U.S. ranks 11th in oil reserves, sixth in natural gas reserves

Imports account for 62% of U.S. oil demand, with majority of imports from OPEC countries; 3.8 tcf of annual gas use imported, most from Canada

Kristen Nelson

Petroleum News Editor-in-Chief

Sporting 22.7 billion barrels, the United States ranks 11th in the world for proved crude reserves, the Department of Energy’s Energy Information Administration reported in April. The oil is concentrated in four states: Texas (24 percent, including the Gulf of Mexico); Alaska (22 percent); Louisiana (20 percent, including the Gulf of Mexico); and California (19 percent, including federal offshore).

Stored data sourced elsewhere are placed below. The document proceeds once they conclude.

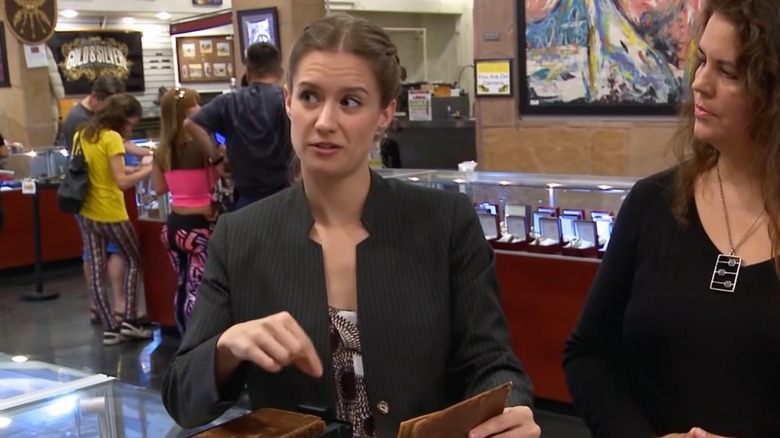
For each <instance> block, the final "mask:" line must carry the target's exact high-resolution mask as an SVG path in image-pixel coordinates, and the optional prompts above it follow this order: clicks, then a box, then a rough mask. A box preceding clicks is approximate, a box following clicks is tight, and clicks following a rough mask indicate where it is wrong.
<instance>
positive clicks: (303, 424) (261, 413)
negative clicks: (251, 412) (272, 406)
mask: <svg viewBox="0 0 780 438" xmlns="http://www.w3.org/2000/svg"><path fill="white" fill-rule="evenodd" d="M324 432H325V422H324V421H322V419H321V418H320V417H316V416H314V415H306V414H299V413H296V412H289V411H281V410H278V409H259V410H257V411H255V412H252V413H251V414H247V415H244V416H243V417H239V418H236V419H234V420H231V421H228V422H227V423H225V424H222V425H220V426H218V427H215V428H213V429H209V430H207V431H205V432H201V433H199V434H197V435H195V436H196V437H199V438H237V437H252V438H316V437H318V436H320V435H322V434H323V433H324Z"/></svg>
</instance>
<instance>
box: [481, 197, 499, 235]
mask: <svg viewBox="0 0 780 438" xmlns="http://www.w3.org/2000/svg"><path fill="white" fill-rule="evenodd" d="M477 216H478V217H479V224H480V225H482V231H483V232H484V233H485V239H487V240H496V239H498V238H500V237H501V227H500V224H499V220H498V206H497V205H493V204H482V205H479V206H478V207H477Z"/></svg>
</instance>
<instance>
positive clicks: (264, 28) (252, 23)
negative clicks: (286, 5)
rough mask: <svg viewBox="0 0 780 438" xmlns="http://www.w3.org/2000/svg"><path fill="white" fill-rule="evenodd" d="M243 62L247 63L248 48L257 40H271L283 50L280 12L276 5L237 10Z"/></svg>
mask: <svg viewBox="0 0 780 438" xmlns="http://www.w3.org/2000/svg"><path fill="white" fill-rule="evenodd" d="M236 19H237V20H238V41H239V48H240V50H241V62H243V63H246V50H247V48H248V47H249V46H250V45H252V44H254V43H257V42H269V43H271V44H273V45H274V46H276V47H278V48H279V49H280V50H281V43H280V41H279V14H278V12H277V9H276V8H275V7H271V8H261V9H248V10H243V11H237V12H236Z"/></svg>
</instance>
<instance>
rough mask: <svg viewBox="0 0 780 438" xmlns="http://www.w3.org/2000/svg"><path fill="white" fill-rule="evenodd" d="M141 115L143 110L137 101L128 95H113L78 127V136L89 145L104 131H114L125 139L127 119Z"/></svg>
mask: <svg viewBox="0 0 780 438" xmlns="http://www.w3.org/2000/svg"><path fill="white" fill-rule="evenodd" d="M142 115H143V108H142V107H141V103H140V102H138V99H136V98H135V97H133V96H131V95H129V94H124V93H122V94H114V95H113V96H109V97H108V98H107V99H106V100H105V103H104V104H103V106H101V107H100V109H99V110H98V111H97V112H96V113H95V115H94V116H93V117H92V118H91V119H89V120H88V121H87V122H85V123H84V124H83V125H81V126H79V129H78V130H79V132H80V134H79V135H80V136H81V137H82V138H84V139H86V140H87V141H89V142H91V143H95V142H97V141H98V138H99V137H100V132H101V131H104V130H112V131H116V132H118V133H120V134H121V135H122V136H123V137H126V136H129V135H130V133H129V132H126V131H127V121H128V119H131V118H133V117H138V118H140V117H141V116H142Z"/></svg>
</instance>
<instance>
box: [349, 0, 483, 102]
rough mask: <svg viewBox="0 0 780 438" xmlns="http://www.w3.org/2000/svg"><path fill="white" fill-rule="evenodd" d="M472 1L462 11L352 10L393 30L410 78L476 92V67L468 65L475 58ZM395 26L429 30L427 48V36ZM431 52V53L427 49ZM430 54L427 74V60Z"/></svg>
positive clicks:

Top U.S. producing areas in 2003 included the Gulf of Mexico, 1.6 million barrels per day; Texas onshore, 1.1 million bpd; Alaska’s North Slope, 949,000 bpd; California, 683,000 bpd; Louisiana onshore, 244,000 bpd; Oklahoma, 178,000 bpd; and Wyoming, 143,000 bpd, the agency said in its country analysis brief on the United States.

The United States has estimated proven natural gas reserves of 187 trillion cubic feet, putting it in sixth place with 3.1 percent of the world’s reserves. Dry natural gas production was expected to increase by about 1.2 percent in 2004, to 19.31 trillion cubic feet, from 19.08 tcf in 2003. “High natural gas prices resulted in strong natural gas-directed drilling activity during 2003, following the downturn in 2002,” the agency said.

It expects increases in natural gas production to come mainly from onshore sources, although it also forecasts Gulf of Mexico production to grow “significantly.” There were an estimated 20,000 natural gas well completions in 2003, and that number is expected to grow to between 22,000 and 23,000 wells per year over the next two years.

Top natural gas producing states, in descending order, are: Texas, Oklahoma, New Mexico, Louisiana, Wyoming, Colorado, Alaska, Kansas, California and Alabama.

Production continues to drop

The United States produced some 7.9 million barrels per day of oil in 2003: 5.7 million bpd of crude oil, and the remainder natural gas liquids and other liquids. This production was down some 25 percent, the agency said, from the 10.6 million bpd produced in 1985. After leveling off in the mid 1990s, production fell again in the late 1990s, fell slightly in 2002 and 2003, “and is now at 50-year lows,” the agency said.

On the drilling side, natural gas rigs outnumbered oil rigs by more than five to one in 2003 (982 vs. 165). A total of 30,151 wells were drilled last year (20,011 natural gas wells; 5,694 oil wells; and 4,446 dry holes), compared with the peak of U.S. drilling activity in 1981, when 91,553 wells were drilled (43,598 oil, 20,166 natural gas and 27,789 dry holes).

Oil production from the Lower 48 is expected to decrease by 120,000 bpd, to 4.64 million bpd in 2004, followed by an increase of 110,000 bpd in 2005.

“Generally speaking,” the agency said, “Lower 48 onshore production — particularly Texas — is falling, while offshore (mainly Gulf of Mexico) production is rising. “Gulf production is expected to increase in 2004 because of new fields that came online in late 2003 and start-ups at the southern Green Canyon deepwater area in late 2004.

“By late 2005, the Mars, Mad Dog, Ursa, Thunder Horse and Nakikta federal offshore fields are expected to account for about 12 percent of Lower 48 oil production,” the agency said.

Deepwater Gulf production has been increasing and accounts for about two-thirds of U.S. Gulf output.

Alaska oil production, in decline since it peaked at 2.017 million bpd in 1988, is expected to decrease by 2.1 percent in 2004 and 5.3 percent in 2005. Ninety-eight percent of Alaska’s production is from the North Slope, and is transported 800 miles to the Valdez Marine Terminal on the trans-Alaska oil pipeline. Almost half of North Slope production is from the Prudhoe Bay field, and almost a fifth from the Kuparuk River field.